"Saya seorang nasionalis, tapi nasionalis marhaen, hidup dengan kaum marhaen, mati dengan marhaen."(Sukarno, Mencapai Indonesia Merdeka 1933)
Penggalan kutipan Sukarno dalam risalah Mencapai Indonesia Merdeka diatas, menjadi prolog (lead) tulisan ini dalam momentum HUT ke 47 tahun PDI Perjuangan yang jatuh pada tanggal 10 Januari 2020. Judul tulisan sengaja saya angkat dalam sebuah pertanyaan reflektif, agar menjadi kontemplasi, apakah masih terpatri jiwa marhaenisme dalam segenap jiwa seluruh kader partai moncong putih. Ataukah sudah tergerus oleh perkembangan jaman di era disrupsi ini.

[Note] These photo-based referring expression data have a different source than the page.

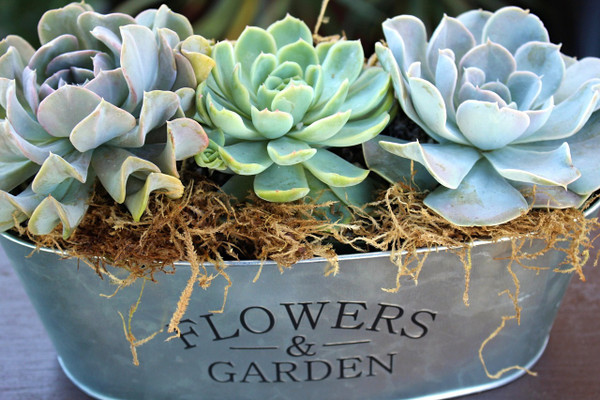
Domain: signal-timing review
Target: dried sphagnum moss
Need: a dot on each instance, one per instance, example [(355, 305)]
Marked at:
[(207, 226)]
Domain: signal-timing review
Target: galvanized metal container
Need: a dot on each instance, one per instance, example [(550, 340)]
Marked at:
[(298, 334)]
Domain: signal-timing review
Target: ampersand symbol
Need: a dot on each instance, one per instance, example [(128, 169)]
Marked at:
[(299, 349)]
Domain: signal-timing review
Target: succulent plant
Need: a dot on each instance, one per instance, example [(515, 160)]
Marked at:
[(274, 103), (505, 110), (106, 97)]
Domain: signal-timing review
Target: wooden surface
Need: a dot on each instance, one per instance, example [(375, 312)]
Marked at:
[(567, 370)]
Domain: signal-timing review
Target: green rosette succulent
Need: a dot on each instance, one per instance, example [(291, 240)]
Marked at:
[(507, 112), (106, 98), (274, 104)]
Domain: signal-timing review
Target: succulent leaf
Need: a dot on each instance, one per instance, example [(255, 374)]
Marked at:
[(106, 97), (279, 102), (482, 198), (281, 183), (493, 86), (334, 170)]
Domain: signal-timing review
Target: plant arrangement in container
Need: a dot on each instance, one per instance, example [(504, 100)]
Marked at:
[(134, 145)]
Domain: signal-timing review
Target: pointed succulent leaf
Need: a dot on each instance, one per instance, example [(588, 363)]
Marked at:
[(11, 64), (281, 183), (157, 107), (494, 60), (430, 106), (544, 60), (55, 23), (407, 39), (357, 132), (344, 61), (223, 54), (525, 87), (322, 129), (251, 43), (295, 100), (299, 52), (89, 20), (165, 18), (396, 169), (501, 126), (17, 208), (138, 60), (36, 153), (334, 170), (23, 47), (553, 168), (231, 122), (114, 166), (211, 158), (262, 67), (111, 40), (197, 50), (61, 111), (239, 94), (446, 77), (20, 119), (61, 45), (450, 34), (584, 151), (246, 158), (576, 75), (137, 202), (540, 196), (187, 137), (15, 173), (56, 169), (367, 92), (106, 122), (272, 124), (474, 21), (537, 118), (483, 198), (166, 72), (110, 85), (511, 27), (447, 163), (287, 151), (333, 104), (570, 115), (401, 88), (68, 211)]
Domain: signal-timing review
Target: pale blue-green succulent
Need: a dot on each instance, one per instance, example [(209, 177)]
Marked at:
[(509, 115), (274, 103), (106, 98)]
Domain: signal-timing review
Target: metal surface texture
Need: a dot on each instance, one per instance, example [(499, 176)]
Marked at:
[(298, 334)]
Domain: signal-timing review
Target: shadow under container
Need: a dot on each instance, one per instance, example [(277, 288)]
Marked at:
[(298, 334)]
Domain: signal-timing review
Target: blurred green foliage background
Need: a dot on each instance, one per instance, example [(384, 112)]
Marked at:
[(362, 19)]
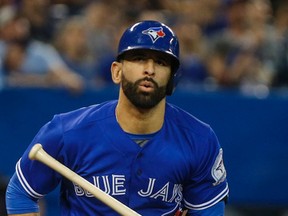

Menoleh ke 87 tahun lalu, saat Sukarno membuat risalah Mencapai Indonesi Merdeka, narasi marhaen berulang ulang kali disebut sang Proklamator yang jiwa dan semangat perjuangannya, diteruskan oleh segenap kader PDI Perjuangan di seluruh tanah air. Sukarno mengatakan, "saya dus bisa menutup bagian enam dari tulisan (risalah) ini dengan mengulangi apa sarinya."
Yakni, pertama, tujuannya pergerakan marhaen haruslah suatu masyarakat zonder kapitalisme dan imperialisme. Kedua, jembatan kearah masyarakat itu adalah kemerdekaan negeri Indonesia. Ketiga, marhaen harus menjaga yang didalam Indonesia merdeka, marhaenlah yang menggengam politieke macht,  menggenggam  kekuasaan kekuasaan pemerintah.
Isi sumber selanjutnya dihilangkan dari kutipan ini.